Öğlen güneşi tam olması gereken yerdeydi ve Deniz bu öğlen güneşinde olunmaması gereken tek coğrafyada ve üstelik o coğrafyada da bulunulmaması gereken tek mekandaydı. Bir sahil kasabasında, bir okul bahçesinde…

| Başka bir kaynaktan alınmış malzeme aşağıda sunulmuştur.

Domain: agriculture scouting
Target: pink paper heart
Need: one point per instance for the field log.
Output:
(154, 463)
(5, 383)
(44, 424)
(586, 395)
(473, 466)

Beynine giren güneş ışınlarını sanki eliyle tutmak istese tutabilirdi, cehennem böyle bir yer olmalıydı, orada o okul bahçesinde düşebilirdi. Ağzı kurumuş, başı dönmeye başlamıştı. Genellikle kahvaltı yapamayan midesi bu saatlerde kusmakla tehdit ederek uyarırdı. Birden mermerden yapılmış, okul müdürünün öğrencilere pazartesi ve cumaları berbat sıkıcı konuşmalar yaptığı çıkıntıya doğru zor attı kendini, bahçeye doğru değilde okul tarafına doğru, sınıf pencerelerine dönüktü yüzü. Buradan okulun yan cephesini o sayısız pencereler ile kocaman bir yolcu gemisine benzetti birden. Oturdu, ayaklarını uzatıp sırtını mermere uzatırken mermerin soğuk olma ihtimalini geçirdi aklından ama yanıldı. Kravatını aşağıya çekti biraz.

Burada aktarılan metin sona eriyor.